Andrew Dominik‘s The Assassination of Jesse James by the Coward Robert Ford finally has a release date — 9.21.07 — and L.A. Times guy John Horn is reporting that there’s been a big backstage struggle about the film’s “tone and length — at one point its running time was more than three hours — according to several people close to the production.”

Remember that Kevin Williamson/Calgary Sun interview with executive producer Tony Scott I linked to several moths ago? Scott said that “we have to be careful how we market [Jesse James] because it’s like a Terrence Malick film.”

Stake in the heart! When I read that remark I knew the game was over. The suits regard Malick-type films as strictly for the critics and the elites — too pastoral and picturesque, too much meditative muttering — which means they’re probably going to bitch about it and try to mongrelize it and then they’ll underfund the marketing so they can get rid of it and send it off to DVD.
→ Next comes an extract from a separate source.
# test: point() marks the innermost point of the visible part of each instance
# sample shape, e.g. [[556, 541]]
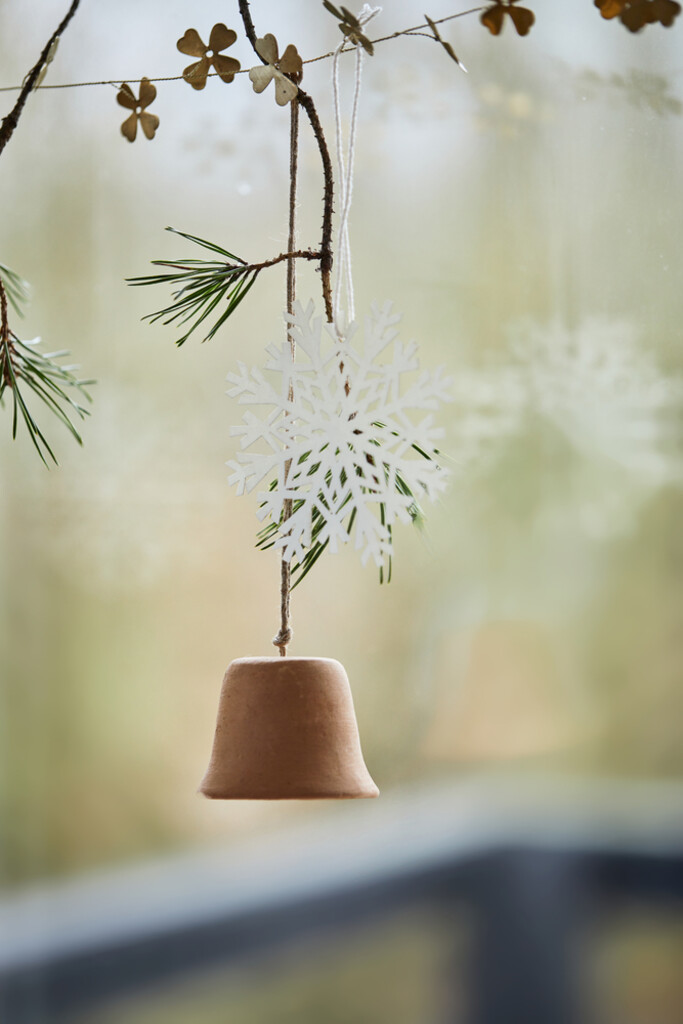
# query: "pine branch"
[[206, 287], [24, 369]]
The key challenge, reports Horn, “was to come up with a cut of The Assassination of Jesse James by the Coward Robert Ford that satisfied audiences and Warner Bros., the studio making and distributing the film. At one point there were competing versions — one from writer-director Andrew Dominik and another from producer and star Brad Pitt, according to a person familiar with the making of the movie. It’s unclear which version of the film will be released.”

Note to Warner Bros. marketers: remember your Departed game plan and keep this film out of the dreaded Toronto Film Festival. If the critics love it the public will get the idea that it’s really an arthouse film and then it’ll make even less money.